Companies must take these warnings seriously.
C-level managers are typically more concerned about the time it takes to deal with cyberattacks than the time it takes to offer their workforce successful security awareness training. It’s necessary for both employers and employees to look at the situation this way: if employees receive good security training at work, they can also better protect their own personal data at home. Furthermore, if they get into the habit of securing their own data, they will protect company and customer data when they return to the office. It’s a win-win situation for the entire organization.
Today’s security culture
The existing security culture at most businesses focuses on the use of company devices: what workers can and can't do via email and social media, which websites they are permitted to visit, and how long they can spend on non-work-related computer activity during work hours. Organizations that have been breached generally also offer detailed technical training; they will teach the staff about CIA (confidentiality, integrity, availability) – that’s good, but only the bare minimum of what employees really need.
Most regulatory standards like PCI, CCPA and GDPR require companies to train staff upon hire and annually about security risks, how to spot an incident, and how to use the systems. However, the culture of security really depends on what the senior management does to create that accountability.
Cyber accountability means that an organization can retrace every data transaction that takes place on their systems, so that if something goes wrong, they can report who entered or received access to the data and what they did with it.
The five stages of cyber accountability grief
Cyber accountability needs to come from the board and C-level executives, yet when we attempt to discuss the topic with them, we are often faced with what I call the five stages of cyber accountability grief:
Denial: “It’s not our problem! We are here to increase profits for shareholders, create employment, and add value.”
Anger: “Leave us alone! We’ve already hired a CSO and purchased a security training program. Go talk to our compliance people!”
Bargaining: “Okay, we see that our competitors are being hacked and then audited by regulators. We’ll hire a reputable firm to conduct an assessment that we can use as a roadmap.”
Depression: “UGH. I can’t believe we have to establish security processes, install technical solutions, and train our users. But alas, we must.”
Acceptance: “Actually, this isn’t rocket science. We can do this!”
The five pillars of cybersecurity
The Five Pillars of Security framework we developed has become well-known, easy-to-use, and lets companies determine the cyber-maturity level of the board and key decision makers. To determine the security level of any business, organization or government agency, companies must simply look at five common denominators that impact all of them: physical security; people security; data security; infrastructure security; and crisis management.
When questioning the C-suite about readiness for each of these security categories, instead of having them choose between "It's in place" or “It's not in place," give them options like “I am absolutely sure,” “I think so,” I don’t think so,” “I don’t know,” “I don’t care” and “It’s of no concern to our business.” If their answers are too often “I don’t know,” "I don't care" or "It's of no concern to our business," that should raise a red flag. Everyone must add value to security awareness and accept cyber accountability.

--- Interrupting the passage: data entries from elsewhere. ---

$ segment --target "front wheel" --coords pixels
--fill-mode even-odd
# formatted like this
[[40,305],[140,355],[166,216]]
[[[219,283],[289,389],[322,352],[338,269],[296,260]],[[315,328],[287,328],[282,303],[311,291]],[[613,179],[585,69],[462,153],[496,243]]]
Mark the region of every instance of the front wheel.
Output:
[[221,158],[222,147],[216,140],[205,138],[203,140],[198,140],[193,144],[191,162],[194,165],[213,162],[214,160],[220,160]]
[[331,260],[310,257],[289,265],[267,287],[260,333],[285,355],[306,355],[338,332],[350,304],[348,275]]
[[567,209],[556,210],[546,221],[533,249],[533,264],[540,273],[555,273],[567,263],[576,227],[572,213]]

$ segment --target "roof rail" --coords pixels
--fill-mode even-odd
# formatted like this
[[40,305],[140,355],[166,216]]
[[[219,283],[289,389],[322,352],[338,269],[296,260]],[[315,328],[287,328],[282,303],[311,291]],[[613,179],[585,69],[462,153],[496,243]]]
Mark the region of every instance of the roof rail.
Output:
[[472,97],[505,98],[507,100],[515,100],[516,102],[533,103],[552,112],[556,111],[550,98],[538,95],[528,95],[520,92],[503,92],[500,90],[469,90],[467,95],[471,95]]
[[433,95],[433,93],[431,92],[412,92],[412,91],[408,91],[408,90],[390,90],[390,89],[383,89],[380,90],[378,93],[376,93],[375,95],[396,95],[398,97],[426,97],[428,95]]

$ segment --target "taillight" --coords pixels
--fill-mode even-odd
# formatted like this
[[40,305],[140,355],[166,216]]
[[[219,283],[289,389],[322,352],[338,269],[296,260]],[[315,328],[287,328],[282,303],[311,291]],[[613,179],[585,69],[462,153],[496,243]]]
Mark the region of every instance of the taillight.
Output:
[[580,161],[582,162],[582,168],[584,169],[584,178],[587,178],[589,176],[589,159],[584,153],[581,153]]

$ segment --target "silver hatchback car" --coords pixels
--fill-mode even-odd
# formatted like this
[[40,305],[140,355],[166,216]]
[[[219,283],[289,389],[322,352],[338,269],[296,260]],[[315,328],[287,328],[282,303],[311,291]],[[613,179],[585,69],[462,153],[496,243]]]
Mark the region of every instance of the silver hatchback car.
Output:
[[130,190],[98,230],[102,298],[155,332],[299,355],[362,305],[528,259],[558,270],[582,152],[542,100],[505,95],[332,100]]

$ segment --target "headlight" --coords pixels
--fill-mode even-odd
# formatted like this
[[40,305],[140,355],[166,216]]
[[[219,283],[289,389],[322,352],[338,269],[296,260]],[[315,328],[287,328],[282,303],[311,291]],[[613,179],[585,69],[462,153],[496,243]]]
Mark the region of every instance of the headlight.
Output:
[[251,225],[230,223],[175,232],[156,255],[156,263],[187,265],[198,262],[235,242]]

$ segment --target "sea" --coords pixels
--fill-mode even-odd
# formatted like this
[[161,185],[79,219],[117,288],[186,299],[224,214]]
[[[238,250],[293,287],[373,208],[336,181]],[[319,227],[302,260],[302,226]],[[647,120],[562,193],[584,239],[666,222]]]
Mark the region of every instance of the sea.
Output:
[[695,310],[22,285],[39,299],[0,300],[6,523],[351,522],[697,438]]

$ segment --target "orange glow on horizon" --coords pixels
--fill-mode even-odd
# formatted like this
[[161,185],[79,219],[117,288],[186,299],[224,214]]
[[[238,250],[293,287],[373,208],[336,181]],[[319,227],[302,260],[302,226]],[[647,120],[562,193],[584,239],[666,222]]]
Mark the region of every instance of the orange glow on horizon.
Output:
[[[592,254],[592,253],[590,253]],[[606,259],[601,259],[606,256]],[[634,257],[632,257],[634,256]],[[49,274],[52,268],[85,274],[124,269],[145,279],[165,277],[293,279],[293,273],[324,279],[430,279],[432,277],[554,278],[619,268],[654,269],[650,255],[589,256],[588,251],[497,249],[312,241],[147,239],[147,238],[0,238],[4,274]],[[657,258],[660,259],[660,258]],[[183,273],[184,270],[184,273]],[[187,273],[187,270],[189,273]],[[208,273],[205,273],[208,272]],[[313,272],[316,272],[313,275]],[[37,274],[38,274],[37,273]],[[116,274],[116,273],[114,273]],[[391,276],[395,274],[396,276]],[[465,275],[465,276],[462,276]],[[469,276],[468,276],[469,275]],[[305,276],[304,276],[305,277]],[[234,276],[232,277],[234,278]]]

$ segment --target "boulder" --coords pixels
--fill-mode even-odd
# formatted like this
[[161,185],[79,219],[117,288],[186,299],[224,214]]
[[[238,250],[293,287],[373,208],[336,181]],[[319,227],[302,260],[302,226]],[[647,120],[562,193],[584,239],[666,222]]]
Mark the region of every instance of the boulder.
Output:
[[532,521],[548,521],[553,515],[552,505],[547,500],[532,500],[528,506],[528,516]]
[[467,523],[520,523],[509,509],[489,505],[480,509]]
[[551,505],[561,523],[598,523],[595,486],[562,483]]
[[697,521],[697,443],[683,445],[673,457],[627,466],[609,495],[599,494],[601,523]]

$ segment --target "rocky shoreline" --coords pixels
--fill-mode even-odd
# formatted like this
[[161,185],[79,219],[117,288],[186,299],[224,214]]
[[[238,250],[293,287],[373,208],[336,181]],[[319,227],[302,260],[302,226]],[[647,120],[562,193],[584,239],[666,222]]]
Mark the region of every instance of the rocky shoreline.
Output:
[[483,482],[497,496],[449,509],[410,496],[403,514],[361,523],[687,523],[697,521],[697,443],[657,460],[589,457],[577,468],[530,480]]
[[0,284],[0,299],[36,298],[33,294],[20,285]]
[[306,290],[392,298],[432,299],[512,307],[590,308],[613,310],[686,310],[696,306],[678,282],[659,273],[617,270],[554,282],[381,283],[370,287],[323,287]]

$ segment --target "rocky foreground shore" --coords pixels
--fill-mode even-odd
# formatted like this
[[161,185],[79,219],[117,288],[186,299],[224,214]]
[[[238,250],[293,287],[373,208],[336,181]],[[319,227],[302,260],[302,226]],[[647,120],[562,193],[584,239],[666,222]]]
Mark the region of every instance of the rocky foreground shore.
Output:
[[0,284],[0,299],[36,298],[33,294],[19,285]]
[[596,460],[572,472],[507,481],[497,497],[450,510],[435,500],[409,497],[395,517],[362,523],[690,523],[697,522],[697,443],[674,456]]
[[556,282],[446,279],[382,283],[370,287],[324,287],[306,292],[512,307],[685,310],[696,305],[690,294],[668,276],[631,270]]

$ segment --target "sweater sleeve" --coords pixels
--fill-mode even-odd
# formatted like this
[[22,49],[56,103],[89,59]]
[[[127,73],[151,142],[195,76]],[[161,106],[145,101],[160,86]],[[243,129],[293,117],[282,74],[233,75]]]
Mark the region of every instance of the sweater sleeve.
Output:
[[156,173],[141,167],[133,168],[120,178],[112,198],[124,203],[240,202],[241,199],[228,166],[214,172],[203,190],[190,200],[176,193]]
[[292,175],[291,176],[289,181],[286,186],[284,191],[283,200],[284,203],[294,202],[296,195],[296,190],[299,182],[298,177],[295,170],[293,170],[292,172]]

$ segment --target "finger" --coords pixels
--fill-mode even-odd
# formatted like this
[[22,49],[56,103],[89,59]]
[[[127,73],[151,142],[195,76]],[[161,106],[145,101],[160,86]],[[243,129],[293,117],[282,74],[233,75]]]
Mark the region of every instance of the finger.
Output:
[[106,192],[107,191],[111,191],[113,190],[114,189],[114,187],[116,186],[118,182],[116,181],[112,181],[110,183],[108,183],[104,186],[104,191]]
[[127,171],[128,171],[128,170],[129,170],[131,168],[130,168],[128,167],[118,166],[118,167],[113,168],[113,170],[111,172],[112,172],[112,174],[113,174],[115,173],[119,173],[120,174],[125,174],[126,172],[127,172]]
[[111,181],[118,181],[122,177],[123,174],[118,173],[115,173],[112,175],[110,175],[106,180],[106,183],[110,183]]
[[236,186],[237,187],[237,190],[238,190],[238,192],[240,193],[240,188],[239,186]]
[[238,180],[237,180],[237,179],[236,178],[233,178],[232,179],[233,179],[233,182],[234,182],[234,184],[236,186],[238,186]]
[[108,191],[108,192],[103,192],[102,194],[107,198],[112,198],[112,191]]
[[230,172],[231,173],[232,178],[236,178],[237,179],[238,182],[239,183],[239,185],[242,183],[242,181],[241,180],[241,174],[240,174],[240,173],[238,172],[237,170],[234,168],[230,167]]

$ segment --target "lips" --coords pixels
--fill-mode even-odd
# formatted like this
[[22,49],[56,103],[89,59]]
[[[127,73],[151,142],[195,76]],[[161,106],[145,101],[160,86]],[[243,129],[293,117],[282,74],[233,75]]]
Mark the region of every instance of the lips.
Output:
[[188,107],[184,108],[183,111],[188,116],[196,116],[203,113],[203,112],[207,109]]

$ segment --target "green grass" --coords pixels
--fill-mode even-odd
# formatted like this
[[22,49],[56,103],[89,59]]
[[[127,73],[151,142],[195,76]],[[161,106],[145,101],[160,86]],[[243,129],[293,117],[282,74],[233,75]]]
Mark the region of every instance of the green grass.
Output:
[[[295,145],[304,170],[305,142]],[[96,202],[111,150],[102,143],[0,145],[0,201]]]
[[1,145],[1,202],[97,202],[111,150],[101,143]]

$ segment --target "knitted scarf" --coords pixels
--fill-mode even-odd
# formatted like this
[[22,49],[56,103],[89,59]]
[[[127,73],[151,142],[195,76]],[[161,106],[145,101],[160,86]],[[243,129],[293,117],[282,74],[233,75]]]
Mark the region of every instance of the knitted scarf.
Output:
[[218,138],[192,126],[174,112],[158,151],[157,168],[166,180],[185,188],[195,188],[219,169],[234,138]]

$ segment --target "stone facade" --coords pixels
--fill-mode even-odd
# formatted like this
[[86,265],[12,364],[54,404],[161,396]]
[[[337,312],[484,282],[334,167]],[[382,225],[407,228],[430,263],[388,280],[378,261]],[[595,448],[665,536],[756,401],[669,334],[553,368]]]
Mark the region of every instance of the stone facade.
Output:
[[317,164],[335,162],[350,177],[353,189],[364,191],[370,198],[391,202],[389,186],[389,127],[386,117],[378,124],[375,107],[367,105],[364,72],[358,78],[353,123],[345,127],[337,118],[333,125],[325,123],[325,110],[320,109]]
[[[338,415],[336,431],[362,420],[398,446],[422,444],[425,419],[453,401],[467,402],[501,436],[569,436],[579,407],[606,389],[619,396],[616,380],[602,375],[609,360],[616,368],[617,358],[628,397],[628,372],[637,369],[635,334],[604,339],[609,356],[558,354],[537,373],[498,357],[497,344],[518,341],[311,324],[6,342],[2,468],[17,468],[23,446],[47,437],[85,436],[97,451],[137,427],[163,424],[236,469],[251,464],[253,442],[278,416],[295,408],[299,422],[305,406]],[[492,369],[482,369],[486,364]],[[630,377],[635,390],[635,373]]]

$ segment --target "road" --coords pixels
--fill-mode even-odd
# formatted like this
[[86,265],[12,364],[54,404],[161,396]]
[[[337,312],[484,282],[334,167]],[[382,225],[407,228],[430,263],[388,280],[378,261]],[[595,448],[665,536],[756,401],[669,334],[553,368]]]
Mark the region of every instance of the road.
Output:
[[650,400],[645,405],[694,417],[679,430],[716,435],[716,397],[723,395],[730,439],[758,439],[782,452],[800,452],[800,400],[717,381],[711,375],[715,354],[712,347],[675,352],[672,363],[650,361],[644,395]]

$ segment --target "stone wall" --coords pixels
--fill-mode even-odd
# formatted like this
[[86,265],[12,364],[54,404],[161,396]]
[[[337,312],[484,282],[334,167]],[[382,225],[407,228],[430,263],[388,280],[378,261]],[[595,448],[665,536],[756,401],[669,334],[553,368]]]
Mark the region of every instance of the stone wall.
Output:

In short, involve every stakeholder across the five pillars to create a good security culture, and also offer security awareness training to all staff members.
Make training fun
Make sure that to highlight security on a regular basis. Two events every year are perfect for this: Global Security Awareness Month in October, when there are lots of events and training around the world; and Global Privacy Day on January 28th. But companies can also take advantage of other occasions that include teamwork, such as March’s Global Diversity Month, or March 8th, which on International Women’s Day. These all offer great opportunities to refresh employees on what company want to do and what a culture of cybersecurity means for the organization.
I also recommend making security awareness fun and memorable. Gamify the training or turn it into a team-building exercise. Create a fun quiz with a leaderboard and prizes offered for different teams. Maybe the top five winners would receive a small token prize from the company or a day's PTO.
Make regular security awareness training an important element of the organization’s security culture. Finally, think of cybersecurity as a journey, not a destination: let's make it a fun one.